Howl

Howl

Tra oscurantismo e ricerca dell’osceno, il film dei documentaristi Rob Epstein e Jeffrey Friedman racconta l’essenza del mitico poema di Allen Ginsberg

di Lorenzo Lamperti
lampe83@tiscali.it

«Ho visto le migliori menti della mia generazione distrutte dalla pazzia, affamate, nude isteriche trascinarsi per strade di negri all’alba in cerca di droga rabbiosa».

Genio incontrollato e incontrollabile, Allen Ginsberg, uno dei più grandi poeti del secolo appena concluso, è il protagonista del film Howl (Urlo), realizzato dalla celebre coppia di documentaristi Rob Epstein e Jeffrey Friedman. Uno splendido James Franco interpreta il mitico poeta, che nel 1957 fu portato sul banco degli imputati con l’accusa di oscenità per la pubblicazione del suo poema Howl. Il film adotta un triplice punto di vista: la ricostruzione del processo, la vita privata di Ginsberg e la descrizione del poema stesso.

Epstein e Friedman si discostano ma allo stesso confermano la loro appartenenza al genere documentaristico, in particolare nella ricostruzione del processo. I due registi utilizzano gli autentici verbali per la ricostruzione del suo svolgimento e, anche grazie alle interpretazioni di David Strathairn nel ruolo del pubblico ministero e di John Hamm in quello dell’avvocato difensore di Ginsberg, riescono a restituire al meglio il nocciolo del problema: la definizione di osceno, che va a braccetto con quella di arte. Allo stesso modo, la vita del poeta viene ricostruita non solo attraverso scene di fiction, ma soprattutto con l’intervista a Ginsberg/Franco, composta da stralci di vari interviste dell’epoca riprese dai due autori. In questa immaginifica intervista scandita da flashback, soprattutto sulla sua vita sentimentale, Ginsberg medita sul suo processo creativo e gli ostacoli che la censura ha cercato di mettere sulla sua strada.

Il piano nel quale Epstein e Friedman lasciano maggiormente campo alla sperimentazione è quello della visualizzazione del poema, che appare sullo schermo attraverso l’animazione di alcuni graphic novelists americani, che hanno un forte sapore beat e riportano alla mente la mitica operazione cinematografica effettuata dai Pink Floyd con il film The Wall di Alan Parker.

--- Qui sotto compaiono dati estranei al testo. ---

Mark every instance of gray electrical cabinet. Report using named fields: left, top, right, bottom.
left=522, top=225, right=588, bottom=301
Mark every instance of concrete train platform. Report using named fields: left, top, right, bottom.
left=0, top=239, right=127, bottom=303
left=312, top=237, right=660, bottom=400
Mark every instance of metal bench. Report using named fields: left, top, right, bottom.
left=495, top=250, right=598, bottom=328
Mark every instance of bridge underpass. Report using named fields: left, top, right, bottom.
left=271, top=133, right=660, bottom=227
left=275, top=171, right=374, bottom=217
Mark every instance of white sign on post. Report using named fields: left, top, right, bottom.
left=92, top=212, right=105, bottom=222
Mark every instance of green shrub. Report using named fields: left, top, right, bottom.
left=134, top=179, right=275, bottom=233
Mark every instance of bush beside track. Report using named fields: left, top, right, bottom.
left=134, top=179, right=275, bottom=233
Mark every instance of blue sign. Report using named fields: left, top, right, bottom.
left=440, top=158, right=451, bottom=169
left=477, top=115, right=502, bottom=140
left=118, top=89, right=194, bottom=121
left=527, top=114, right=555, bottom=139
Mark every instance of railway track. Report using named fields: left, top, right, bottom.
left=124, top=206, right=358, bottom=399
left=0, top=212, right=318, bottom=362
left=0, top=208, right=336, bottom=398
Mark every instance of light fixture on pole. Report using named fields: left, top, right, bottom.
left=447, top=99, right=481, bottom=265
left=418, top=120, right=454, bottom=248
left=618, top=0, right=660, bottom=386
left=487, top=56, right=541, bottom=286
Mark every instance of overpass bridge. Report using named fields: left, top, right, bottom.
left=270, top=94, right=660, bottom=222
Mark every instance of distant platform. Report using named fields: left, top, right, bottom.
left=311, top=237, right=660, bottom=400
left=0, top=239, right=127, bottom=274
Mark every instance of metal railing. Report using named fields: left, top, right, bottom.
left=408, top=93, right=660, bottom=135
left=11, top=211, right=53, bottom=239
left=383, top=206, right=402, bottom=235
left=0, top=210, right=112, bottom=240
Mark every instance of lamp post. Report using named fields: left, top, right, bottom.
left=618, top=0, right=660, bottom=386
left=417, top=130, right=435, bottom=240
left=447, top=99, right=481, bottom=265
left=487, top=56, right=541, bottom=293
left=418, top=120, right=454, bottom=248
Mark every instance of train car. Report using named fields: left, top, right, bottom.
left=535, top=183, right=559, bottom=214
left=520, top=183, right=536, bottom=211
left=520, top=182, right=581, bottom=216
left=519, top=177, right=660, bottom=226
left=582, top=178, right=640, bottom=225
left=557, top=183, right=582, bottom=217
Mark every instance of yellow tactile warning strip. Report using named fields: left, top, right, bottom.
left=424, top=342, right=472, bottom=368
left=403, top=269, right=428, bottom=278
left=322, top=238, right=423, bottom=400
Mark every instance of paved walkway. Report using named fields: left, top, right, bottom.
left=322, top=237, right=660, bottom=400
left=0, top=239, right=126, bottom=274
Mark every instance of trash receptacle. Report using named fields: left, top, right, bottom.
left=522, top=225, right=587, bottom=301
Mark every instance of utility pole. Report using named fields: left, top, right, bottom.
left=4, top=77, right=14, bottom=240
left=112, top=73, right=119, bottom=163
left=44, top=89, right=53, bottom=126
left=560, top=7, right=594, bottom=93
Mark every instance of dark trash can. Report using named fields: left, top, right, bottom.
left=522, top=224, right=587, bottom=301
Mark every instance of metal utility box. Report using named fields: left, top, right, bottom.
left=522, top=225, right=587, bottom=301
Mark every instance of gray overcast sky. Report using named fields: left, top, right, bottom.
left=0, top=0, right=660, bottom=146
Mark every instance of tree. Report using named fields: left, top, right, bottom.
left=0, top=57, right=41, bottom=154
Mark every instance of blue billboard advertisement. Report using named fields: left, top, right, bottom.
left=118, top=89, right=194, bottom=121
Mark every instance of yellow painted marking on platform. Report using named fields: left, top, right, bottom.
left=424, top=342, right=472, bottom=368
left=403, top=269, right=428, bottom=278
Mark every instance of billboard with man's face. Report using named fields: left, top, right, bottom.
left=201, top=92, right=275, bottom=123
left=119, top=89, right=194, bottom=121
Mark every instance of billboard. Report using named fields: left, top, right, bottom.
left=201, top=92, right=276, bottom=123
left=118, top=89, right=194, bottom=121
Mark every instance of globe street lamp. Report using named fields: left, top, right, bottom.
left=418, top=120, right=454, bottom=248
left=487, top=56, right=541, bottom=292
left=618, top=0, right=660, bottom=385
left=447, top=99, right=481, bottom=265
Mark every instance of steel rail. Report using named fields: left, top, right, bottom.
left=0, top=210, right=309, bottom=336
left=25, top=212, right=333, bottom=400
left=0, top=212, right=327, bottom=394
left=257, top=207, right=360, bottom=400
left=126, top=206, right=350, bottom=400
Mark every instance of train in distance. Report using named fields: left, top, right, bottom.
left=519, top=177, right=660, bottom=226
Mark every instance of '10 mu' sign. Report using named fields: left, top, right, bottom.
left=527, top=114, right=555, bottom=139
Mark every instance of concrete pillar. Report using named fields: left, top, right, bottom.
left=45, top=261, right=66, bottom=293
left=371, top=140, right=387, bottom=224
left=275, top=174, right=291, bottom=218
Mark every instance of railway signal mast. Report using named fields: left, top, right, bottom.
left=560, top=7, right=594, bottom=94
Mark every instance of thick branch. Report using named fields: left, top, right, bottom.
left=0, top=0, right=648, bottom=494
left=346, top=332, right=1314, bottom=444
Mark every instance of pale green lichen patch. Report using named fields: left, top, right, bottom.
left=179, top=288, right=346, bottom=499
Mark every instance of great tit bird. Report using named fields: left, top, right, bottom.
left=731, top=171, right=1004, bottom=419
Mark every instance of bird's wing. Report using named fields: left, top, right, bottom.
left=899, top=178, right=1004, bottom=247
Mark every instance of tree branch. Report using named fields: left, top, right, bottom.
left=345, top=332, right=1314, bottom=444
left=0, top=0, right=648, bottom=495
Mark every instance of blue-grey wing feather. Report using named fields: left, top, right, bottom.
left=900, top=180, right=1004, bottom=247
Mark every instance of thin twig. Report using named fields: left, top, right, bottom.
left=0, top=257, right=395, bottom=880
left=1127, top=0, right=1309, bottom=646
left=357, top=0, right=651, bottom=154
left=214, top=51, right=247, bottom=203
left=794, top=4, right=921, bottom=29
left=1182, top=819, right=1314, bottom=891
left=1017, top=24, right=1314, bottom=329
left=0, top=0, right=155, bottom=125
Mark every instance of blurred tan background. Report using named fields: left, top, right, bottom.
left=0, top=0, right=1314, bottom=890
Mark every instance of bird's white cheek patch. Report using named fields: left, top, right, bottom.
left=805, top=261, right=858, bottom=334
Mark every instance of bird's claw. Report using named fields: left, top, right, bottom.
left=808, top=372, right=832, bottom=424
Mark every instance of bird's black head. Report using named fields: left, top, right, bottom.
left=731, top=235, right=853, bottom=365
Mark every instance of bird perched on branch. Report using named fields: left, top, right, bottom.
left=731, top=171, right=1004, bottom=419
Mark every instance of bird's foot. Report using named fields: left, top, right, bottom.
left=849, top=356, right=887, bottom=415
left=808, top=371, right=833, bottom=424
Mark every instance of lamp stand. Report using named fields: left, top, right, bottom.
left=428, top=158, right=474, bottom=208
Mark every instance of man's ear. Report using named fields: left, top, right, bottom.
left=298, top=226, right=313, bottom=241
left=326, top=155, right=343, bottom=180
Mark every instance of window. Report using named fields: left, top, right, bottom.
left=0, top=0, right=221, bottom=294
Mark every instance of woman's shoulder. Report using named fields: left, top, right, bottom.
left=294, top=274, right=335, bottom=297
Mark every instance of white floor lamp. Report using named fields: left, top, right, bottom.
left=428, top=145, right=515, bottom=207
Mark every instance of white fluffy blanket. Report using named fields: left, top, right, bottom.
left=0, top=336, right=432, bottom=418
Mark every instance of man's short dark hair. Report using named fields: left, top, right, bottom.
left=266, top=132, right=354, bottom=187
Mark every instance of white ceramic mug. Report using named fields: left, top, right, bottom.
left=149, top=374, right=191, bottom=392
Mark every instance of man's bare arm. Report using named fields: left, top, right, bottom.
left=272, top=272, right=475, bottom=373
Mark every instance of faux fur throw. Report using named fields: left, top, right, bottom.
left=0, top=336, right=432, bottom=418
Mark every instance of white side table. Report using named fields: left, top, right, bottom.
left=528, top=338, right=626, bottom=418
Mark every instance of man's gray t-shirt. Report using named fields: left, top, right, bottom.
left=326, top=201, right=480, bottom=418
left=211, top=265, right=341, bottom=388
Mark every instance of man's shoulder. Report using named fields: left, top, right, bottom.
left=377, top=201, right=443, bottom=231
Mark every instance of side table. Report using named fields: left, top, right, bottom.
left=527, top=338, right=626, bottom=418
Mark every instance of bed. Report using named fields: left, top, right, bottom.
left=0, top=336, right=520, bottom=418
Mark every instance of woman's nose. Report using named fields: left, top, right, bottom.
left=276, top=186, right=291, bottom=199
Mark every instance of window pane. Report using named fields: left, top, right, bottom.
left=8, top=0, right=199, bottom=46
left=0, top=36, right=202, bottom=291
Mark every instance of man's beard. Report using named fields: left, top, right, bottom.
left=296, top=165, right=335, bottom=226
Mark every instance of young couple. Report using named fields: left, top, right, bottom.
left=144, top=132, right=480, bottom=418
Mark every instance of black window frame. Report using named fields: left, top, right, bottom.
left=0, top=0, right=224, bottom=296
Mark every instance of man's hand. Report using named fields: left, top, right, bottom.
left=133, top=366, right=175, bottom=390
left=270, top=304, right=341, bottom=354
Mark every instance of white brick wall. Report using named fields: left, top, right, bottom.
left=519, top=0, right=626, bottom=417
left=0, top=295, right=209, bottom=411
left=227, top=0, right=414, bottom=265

Le animazioni grafiche sono intervallate dalla ricostruzione della prima lettura pubblica di Howl, effettuata proprio da Ginsberg.

Howl riesce a restituire l’atmosfera di un’epoca passata ma ancora molto vicina, intraprende un fantastico viaggio nella mente di Ginsberg e ripone il problema dei limiti dell’osceno e della censura, in un terzo millennio ancora pervaso dai sistemi di controllo che limitano la libertà artistica ed espressiva. Howl è dunque una sorta di documentario espressionista che, lungi dall’allontanarli dal loro campo solito di azione, porta Epstein e Friedman a un’evoluzione del loro linguaggio filmico e li mantiene nel loro territorio di denuncia sociale e rivendicazione culturale. La contro-cultura americana è finita, potrebbe essere il tempo di costruirne una nuova.